Let us first look at the cross-validation scores for 100000 records as input to our models:

In [None]:
if len(complaints) > 1000:    
    cross_val_scores_100k = cross_val_comparison(
        ('No preprocessing', 'With stop words', 'With stemming'),
        (no_pprocess_scores, stopped_scores, stemmed_scores))
    cross_val_scores_100k.mean()

**Q4.13.** What do you observe about the cross-validated accuracies using Linear SVC without pre-processed features, stop word removed features, and stemmed features? Can you explain the reasons behind your observation(s)?
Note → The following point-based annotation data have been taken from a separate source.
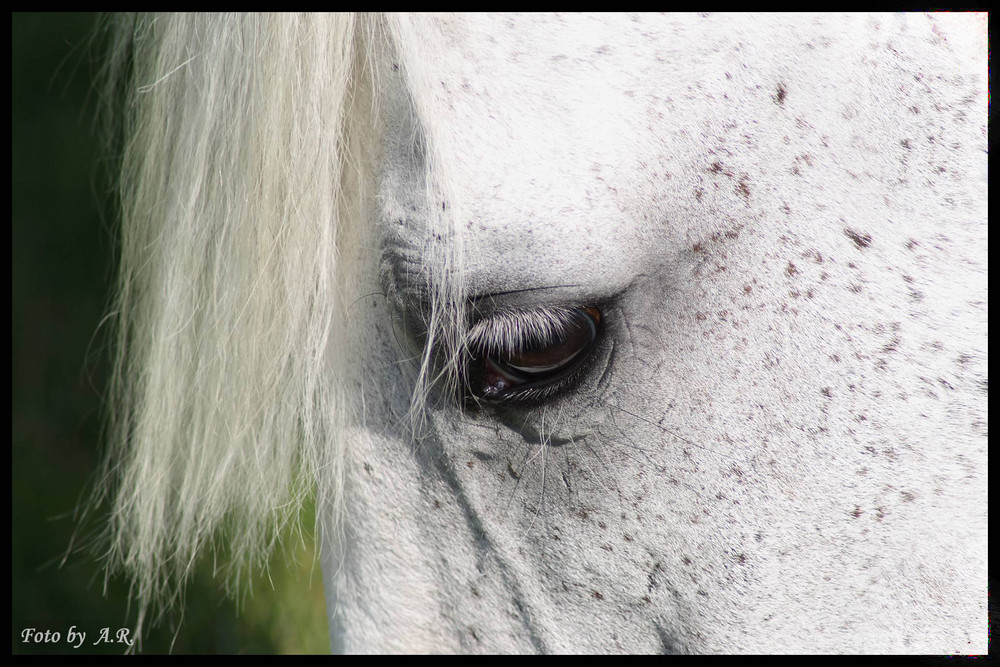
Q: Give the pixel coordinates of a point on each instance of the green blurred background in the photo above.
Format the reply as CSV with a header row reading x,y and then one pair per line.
x,y
62,268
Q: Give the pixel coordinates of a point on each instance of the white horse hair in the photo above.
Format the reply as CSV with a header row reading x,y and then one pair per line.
x,y
777,439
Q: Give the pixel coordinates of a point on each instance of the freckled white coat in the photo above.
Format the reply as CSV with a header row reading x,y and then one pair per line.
x,y
779,443
784,446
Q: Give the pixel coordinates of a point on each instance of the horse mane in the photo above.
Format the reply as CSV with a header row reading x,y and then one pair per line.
x,y
243,212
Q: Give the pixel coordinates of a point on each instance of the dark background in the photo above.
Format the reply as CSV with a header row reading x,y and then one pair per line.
x,y
62,257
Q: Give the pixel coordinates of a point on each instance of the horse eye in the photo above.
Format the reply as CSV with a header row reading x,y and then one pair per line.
x,y
536,365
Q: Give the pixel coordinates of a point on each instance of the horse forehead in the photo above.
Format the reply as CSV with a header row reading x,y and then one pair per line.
x,y
576,139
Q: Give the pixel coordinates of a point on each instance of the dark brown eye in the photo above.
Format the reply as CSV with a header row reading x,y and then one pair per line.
x,y
539,359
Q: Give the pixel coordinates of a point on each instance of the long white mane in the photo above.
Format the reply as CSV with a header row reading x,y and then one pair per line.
x,y
238,245
248,253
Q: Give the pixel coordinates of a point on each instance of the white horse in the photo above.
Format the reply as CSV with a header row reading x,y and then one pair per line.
x,y
591,333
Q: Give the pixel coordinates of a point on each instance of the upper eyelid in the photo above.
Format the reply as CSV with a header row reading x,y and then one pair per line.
x,y
507,330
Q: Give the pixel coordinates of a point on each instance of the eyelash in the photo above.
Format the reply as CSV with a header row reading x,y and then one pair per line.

*Edit this cell to type your answer here*

**Re-run your analysis using only 1000 records from the input complaints dataset.**

*Hint: You need to change the number of input rows loaded at the beginning of the [Training of SVM and classification](#Training-of-SVM-and-classification) section by setting `nrows=1000`, then re-run the code cells that come afterwards. Instead of producing the boxplot that precedes 4.13, skip that cell and run the code cell below so that you can compare the results.*

In [None]:
if len(complaints) < 1000:
    cross_val_scores_1k = cross_val_comparison(
        ('No preprocessing', 'With stop words', 'With stemming'),
        (no_pprocess_scores, stopped_scores, stemmed_scores))
    cross_val_scores_1k.mean()

**Q4.14.** Does this affect your previous observations? If so, provide possible reasons.

In [None]:
_ = ok.grade('q414')

*Edit this cell to type your answer here*

---
When you're finished with exercise 15, get one the TA or lecturer to discuss your observations.
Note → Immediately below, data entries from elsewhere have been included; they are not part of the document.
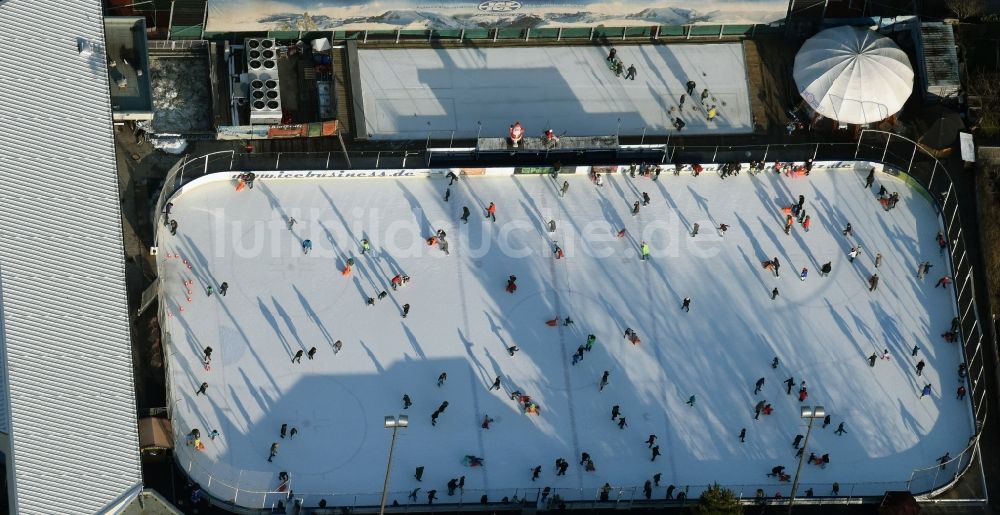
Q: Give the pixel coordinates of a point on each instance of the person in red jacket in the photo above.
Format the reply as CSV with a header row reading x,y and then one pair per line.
x,y
516,133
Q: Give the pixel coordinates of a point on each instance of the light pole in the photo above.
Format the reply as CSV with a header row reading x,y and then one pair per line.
x,y
812,413
394,423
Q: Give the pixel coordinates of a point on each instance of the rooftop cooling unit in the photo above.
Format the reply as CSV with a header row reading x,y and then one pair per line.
x,y
262,70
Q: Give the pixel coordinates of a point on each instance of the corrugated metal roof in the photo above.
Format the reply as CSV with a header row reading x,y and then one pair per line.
x,y
940,58
73,435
If you are running this notebook using Binder, choose **Save and Checkpoint** from the **File** menu, **rename** your notebook to add a hyphen and your initials to the notebook name e.g. `Ex15_Text_Classification_of_Consumer_Complaints-DJ`, then choose **Download as Notebook** and save it to your computer or USB stick.

If you are running this notebook on your own machine, choose **Save and Checkpoint** from the **File** menu, choose **Make a copy** from the **File** menu, then **rename** your notebook to add a hyphen and your initials to the notebook name e.g. rename from `Ex15_Text_Classification_of_Consumer_Complaints-Copy1` to `Ex15_Text_Classification_of_Consumer_Complaints-DJ`.